American music industry attorney

Erin M. Jacobson is an American attorney and writer. She specializes in intellectual property law in the music industry.

==Early life and education==
Jacobson attended the University of Southern California School of Music. She earned her Juris Doctor degree at Southwestern Law School, where she served as the president of Southwestern's Entertainment and Sports Law Society, the national student liaison to the ABA Forum Committee on Entertainment and Sports Industries Law, and the student liaison to Southwestern for the Beverly Hills Bar Association. After passing the California Bar Exam, she opened her own law practice in Beverly Hills, California, acting as CEO.

==Career==
Jacobson worked in the publicity department of Capitol Records. She also worked for Rick Dees, helping him produce Rick Dees Weekly Top 40 Countdown, the longest continuously running countdown (featuring pop music) in the world. She worked at Bug Music and other music publishing companies, as well as several music law firms.

She has handled music legal matters involving Elvis Presley, The Ronettes, Sam Cooke, Andy Williams, Frank Sinatra, Prince, and others.
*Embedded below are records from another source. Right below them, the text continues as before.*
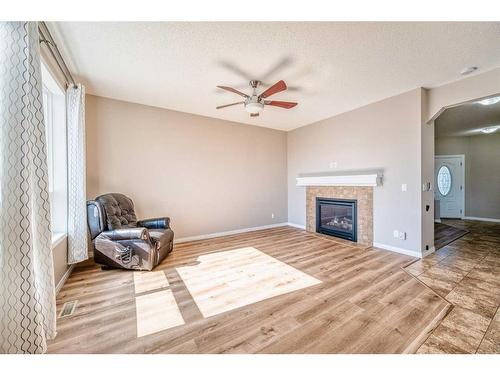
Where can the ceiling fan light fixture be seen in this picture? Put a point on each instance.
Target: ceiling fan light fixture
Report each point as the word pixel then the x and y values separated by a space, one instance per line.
pixel 254 107
pixel 490 129
pixel 489 101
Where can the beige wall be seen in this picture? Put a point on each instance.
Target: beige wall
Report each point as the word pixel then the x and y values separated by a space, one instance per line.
pixel 60 257
pixel 208 175
pixel 482 171
pixel 383 135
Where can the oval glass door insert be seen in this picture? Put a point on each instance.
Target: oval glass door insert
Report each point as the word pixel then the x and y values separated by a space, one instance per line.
pixel 444 180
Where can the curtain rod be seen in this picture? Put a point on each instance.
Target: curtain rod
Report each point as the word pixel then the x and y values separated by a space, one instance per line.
pixel 46 37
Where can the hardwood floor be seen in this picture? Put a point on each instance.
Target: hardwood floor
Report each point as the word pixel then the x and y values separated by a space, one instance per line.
pixel 363 300
pixel 467 274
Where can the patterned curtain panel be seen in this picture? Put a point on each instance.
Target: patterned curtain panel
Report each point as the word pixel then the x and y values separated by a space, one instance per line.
pixel 27 293
pixel 77 208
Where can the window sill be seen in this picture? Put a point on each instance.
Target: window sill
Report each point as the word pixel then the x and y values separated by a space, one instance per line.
pixel 57 238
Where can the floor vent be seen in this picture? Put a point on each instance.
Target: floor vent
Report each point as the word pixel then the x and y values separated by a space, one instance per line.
pixel 68 309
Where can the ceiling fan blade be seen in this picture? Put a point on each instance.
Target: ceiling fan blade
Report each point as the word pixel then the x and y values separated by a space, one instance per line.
pixel 277 87
pixel 228 105
pixel 233 90
pixel 276 103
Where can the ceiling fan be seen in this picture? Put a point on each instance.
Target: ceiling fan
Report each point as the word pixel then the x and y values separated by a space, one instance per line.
pixel 254 104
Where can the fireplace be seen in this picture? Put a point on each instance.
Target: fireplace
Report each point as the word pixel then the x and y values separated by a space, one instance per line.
pixel 337 217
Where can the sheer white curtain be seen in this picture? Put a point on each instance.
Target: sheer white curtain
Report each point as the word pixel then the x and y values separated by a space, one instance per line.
pixel 77 218
pixel 27 293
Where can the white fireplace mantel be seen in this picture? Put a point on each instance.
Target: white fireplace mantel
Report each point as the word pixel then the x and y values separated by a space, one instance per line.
pixel 341 180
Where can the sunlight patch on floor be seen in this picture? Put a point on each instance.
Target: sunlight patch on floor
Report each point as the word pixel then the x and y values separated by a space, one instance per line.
pixel 156 312
pixel 146 281
pixel 231 279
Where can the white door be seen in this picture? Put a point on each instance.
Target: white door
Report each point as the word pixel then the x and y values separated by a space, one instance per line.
pixel 449 185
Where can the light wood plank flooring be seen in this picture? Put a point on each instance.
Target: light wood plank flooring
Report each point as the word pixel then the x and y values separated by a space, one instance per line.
pixel 467 274
pixel 344 299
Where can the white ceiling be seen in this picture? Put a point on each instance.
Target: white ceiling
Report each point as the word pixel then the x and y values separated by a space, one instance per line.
pixel 467 119
pixel 331 67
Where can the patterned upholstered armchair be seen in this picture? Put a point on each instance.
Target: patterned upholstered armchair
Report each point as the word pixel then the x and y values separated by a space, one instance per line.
pixel 120 240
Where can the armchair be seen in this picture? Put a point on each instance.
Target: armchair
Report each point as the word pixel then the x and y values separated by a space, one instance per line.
pixel 120 240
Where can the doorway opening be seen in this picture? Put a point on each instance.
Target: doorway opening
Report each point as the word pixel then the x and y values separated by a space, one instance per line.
pixel 467 161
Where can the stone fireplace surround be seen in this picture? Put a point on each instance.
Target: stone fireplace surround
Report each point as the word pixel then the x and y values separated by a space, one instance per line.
pixel 356 185
pixel 364 197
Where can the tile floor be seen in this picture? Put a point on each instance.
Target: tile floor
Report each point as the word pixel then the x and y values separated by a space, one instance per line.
pixel 467 274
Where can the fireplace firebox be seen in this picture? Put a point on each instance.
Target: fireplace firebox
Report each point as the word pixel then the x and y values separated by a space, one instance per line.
pixel 337 217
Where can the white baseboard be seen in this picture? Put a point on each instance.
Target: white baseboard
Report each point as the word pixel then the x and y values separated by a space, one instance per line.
pixel 300 226
pixel 482 219
pixel 429 252
pixel 64 278
pixel 227 233
pixel 397 249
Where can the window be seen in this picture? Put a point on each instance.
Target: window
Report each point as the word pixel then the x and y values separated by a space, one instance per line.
pixel 54 112
pixel 444 180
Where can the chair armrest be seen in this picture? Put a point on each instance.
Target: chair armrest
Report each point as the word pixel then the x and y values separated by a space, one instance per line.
pixel 156 223
pixel 126 234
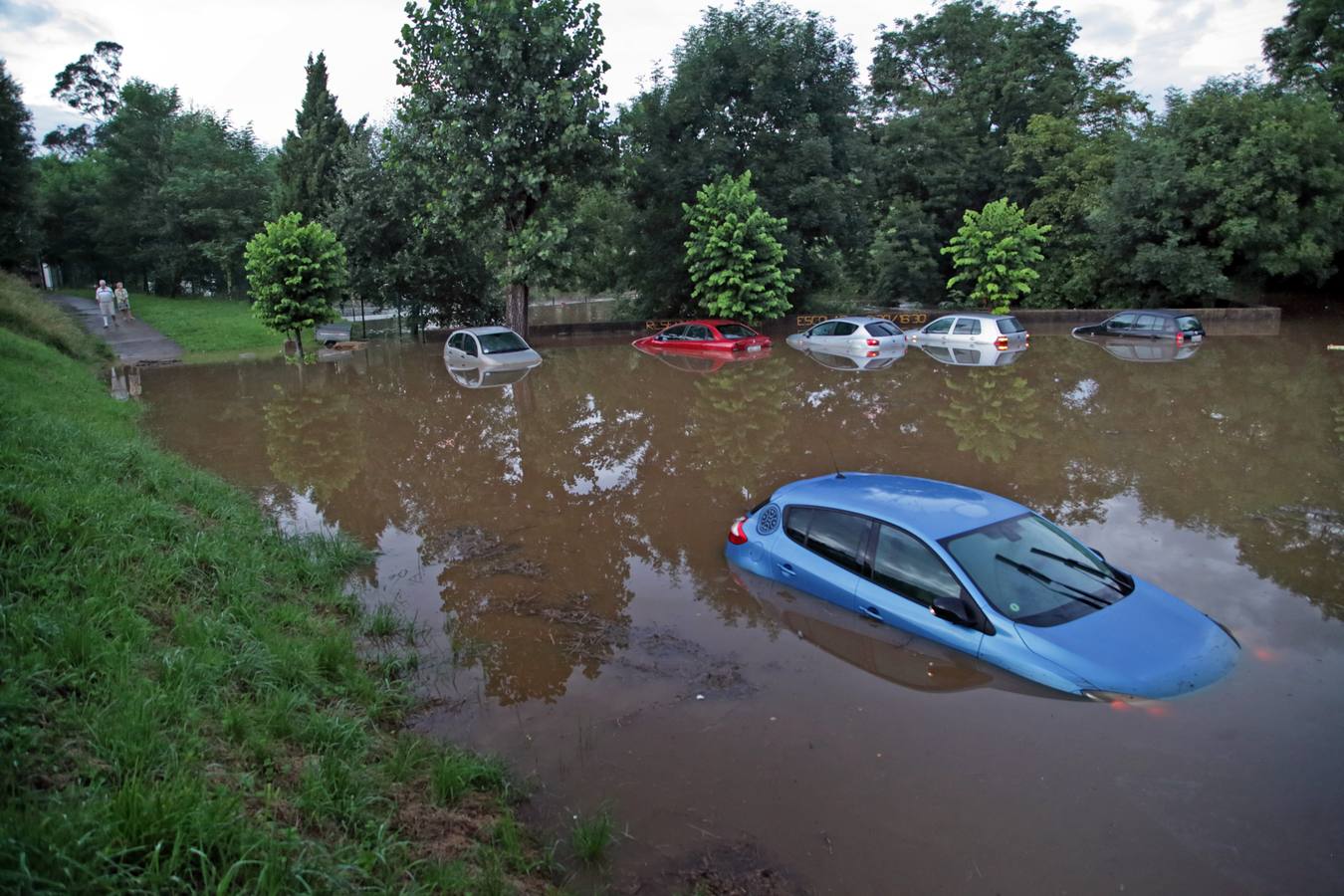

In 2020, Jacobson published a book, Don't Get Screwed! How to Protect Yourself as an Independent Musician. She discusses copyright, royalties, and contracts. She founded Indie Artist Resource (IAR), website providing contract templates and educational resources for independent musicians, stating her goal was to educate independent artists through the legal barriers that exist.

Billboard recognized her work on theme songs, holiday classics, amongst other music, as Jacobson voiced her concern for AI an its legal implications in her field.

She was featured in Music Business Worldwide's Inspiring Women interview series. In an article on the Women's International Music Network, Jacobson expressed her belief that some refuse to take advice from women and the need for women to work together in a predominantly male field.

Jacobson was named to Billboard magazine's Top Music Lawyers list for seven consecutive years, from 2020 to 2026.